His supporters might argue that that makes him smarter than his predecessors and opponents, that he figured out the game. But there’s a reason why others have avoided going to that well too often. Fear is unpredictable and uncontrollable – even for the one who stirs it up.

Trump didn’t create racism in this country, but he is the bellows on a glowing ember. He isn’t the cause of the climate crisis, but he sows economic fear to assure inertia. He is not the shooter, but far too often he pushes the buttons that incite hatred.

When fear becomes violence, he denies responsibility – and perhaps even believes in his own innocence. That’s because he sees fear as a method to achieve his aims rather than as the unstable force that it is. He and many of his supporters are incapable of or unwilling to connect their own dots.

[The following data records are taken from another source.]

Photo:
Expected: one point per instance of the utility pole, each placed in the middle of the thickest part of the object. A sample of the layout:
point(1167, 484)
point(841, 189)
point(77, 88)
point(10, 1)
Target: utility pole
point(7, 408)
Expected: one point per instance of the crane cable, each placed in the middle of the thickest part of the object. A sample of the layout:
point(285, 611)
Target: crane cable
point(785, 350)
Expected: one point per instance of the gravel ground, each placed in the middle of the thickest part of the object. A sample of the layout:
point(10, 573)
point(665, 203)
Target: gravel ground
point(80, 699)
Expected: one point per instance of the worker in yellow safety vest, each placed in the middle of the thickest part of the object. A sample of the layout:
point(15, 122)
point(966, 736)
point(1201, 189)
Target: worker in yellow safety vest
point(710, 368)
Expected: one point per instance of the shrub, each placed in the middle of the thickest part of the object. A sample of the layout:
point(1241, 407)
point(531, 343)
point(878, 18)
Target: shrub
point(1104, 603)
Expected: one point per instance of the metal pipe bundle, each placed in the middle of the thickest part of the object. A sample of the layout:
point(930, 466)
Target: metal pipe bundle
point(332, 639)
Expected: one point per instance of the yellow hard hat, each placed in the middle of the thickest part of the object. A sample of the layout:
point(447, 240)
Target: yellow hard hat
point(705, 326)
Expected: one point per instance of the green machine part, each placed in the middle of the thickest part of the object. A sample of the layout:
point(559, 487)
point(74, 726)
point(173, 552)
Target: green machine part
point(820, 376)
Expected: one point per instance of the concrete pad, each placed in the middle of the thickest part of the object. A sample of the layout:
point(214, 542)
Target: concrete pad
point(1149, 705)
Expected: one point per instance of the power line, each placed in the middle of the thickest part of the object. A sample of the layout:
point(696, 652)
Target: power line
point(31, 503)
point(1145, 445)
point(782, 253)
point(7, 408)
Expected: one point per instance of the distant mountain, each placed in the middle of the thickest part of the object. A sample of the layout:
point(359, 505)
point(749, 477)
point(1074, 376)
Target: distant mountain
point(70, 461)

All who are alive today have their ancestors’ fear instinct to thank. Without their abilities to sense and avoid danger, at least until they reached sexual maturity, your branch on the human family tree would have broken and you would not exist. It is in that spirit that parents of every generation have relied on cautionary tales to improve the chances that their children would survive into adulthood. From a very early age humans learn the power of fear in shaping behavior. They understand, at least on a subconscious level, that they, too, can use fear to dictate the actions of others.

Fear is simultaneously our salvation and our curse. It can save, and it can destroy.

Donald Trump is more illusionist than statesman. He doesn’t need the myths – an invasion by bad hombres at the southern border, an influx of terrorists masquerading as Syrian refugees or a House of Representatives controlled by women of color who hate America – to become fact. He only needs supporters to see the world as falsely as he does and to act in accordance with their fears. It helps, of course, to have a small supporting cast of powerful and influential people who help project those illusions and cultivate, exploit and profit from that fear.

And when fear explodes into bloodshed, it’s easy to walk it back. It’s the easiest thing in the world. You profess love, compassion and respect for black people, immigrants, refugees, women, children, whoever. You say hate has no place in America. You say you don’t have a racist bone in your body.

You say anything because the words don’t matter anymore. The seeds have been planted and the fear has taken root. Like an invasive weed it will spread, uncontrolled and unstable.

During his first inaugural address in 1933, Franklin D. Roosevelt famously said, “The only thing we have to fear is fear itself.” In the decades since, those words have served as a call to national bravery, courage and fortitude. But in these times, and under this president, we know those words should be understood in the simplest, most literal way.

Donald Trump wants you to be afraid, needs you to be afraid, because fear itself is the sole source of his power.